Don't you DARE tell me that you think you understand the difference between saving the blonde girl and saving your computer server.
This isn't TV World. This is the real world. Fire on TV doesn't look like real fire. You know why? Because a real house on fire doesn't look like anything but pitch black and that makes for lousy TV.
Get over yourself and go volunteer at your local fire department. 86% of the men and women in this country who will risk their lives for yours are volunteers. We could use your help if you have the guts for it. We'll teach you what you need to know -- and we'll keep you as safe as we can so you can go home to your family when its done.

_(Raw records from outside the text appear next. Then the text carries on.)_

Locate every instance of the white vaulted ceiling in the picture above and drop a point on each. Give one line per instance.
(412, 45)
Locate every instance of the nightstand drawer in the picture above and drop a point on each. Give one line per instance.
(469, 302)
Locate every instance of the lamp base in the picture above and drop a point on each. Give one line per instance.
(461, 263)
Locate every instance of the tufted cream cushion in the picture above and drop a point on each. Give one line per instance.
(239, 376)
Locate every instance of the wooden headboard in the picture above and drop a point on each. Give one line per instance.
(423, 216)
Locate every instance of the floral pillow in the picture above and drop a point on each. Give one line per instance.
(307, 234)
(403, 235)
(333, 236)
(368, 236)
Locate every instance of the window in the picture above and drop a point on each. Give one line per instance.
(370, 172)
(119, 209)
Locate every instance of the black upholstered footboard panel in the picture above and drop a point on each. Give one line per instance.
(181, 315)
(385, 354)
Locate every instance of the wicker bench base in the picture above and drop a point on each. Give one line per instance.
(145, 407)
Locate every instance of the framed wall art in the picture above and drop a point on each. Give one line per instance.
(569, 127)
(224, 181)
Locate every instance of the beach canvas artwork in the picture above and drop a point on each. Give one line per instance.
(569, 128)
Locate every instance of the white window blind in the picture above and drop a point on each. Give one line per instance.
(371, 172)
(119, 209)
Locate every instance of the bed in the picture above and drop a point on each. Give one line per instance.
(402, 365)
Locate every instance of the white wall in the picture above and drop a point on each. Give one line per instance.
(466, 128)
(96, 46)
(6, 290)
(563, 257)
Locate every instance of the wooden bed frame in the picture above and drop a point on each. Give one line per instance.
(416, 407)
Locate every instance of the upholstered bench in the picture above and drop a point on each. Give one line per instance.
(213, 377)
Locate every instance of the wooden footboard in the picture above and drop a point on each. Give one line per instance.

Your examples are stupid and insulting to the 800,000 brave men and women who volunteer to risk death in the most painful way possible to save your sorry butt.
Yep (Score:4, Insightful)
You are also right on in terms of type of failure. I've been at the whole computer support business for quite a while now, and I have a lot of friends who do the same thing. I don't know that I could count the number of servers that I've seen die. I wouldn't call it a common occurrence, but it happens often enough that it is a real concern and thus important servers tend to have backups. However I've never heard of a data centre being taken out (I mean from someone I know personally, I've seen it on the news). Even when a UPS blew up in the university's main data centre, it didn't end up having to go down.
I'm willing to bet that if you were able to get statistics on the whole of the US, you'd find my little sample is quite true. There'd be a lot of cases of servers dying, but very, very few of whole data centres going down, and then usually only because of things like hurricanes or the 9/11 attacks. Thus, a backup server makes sense, however unless it is really important a backup data centre may not.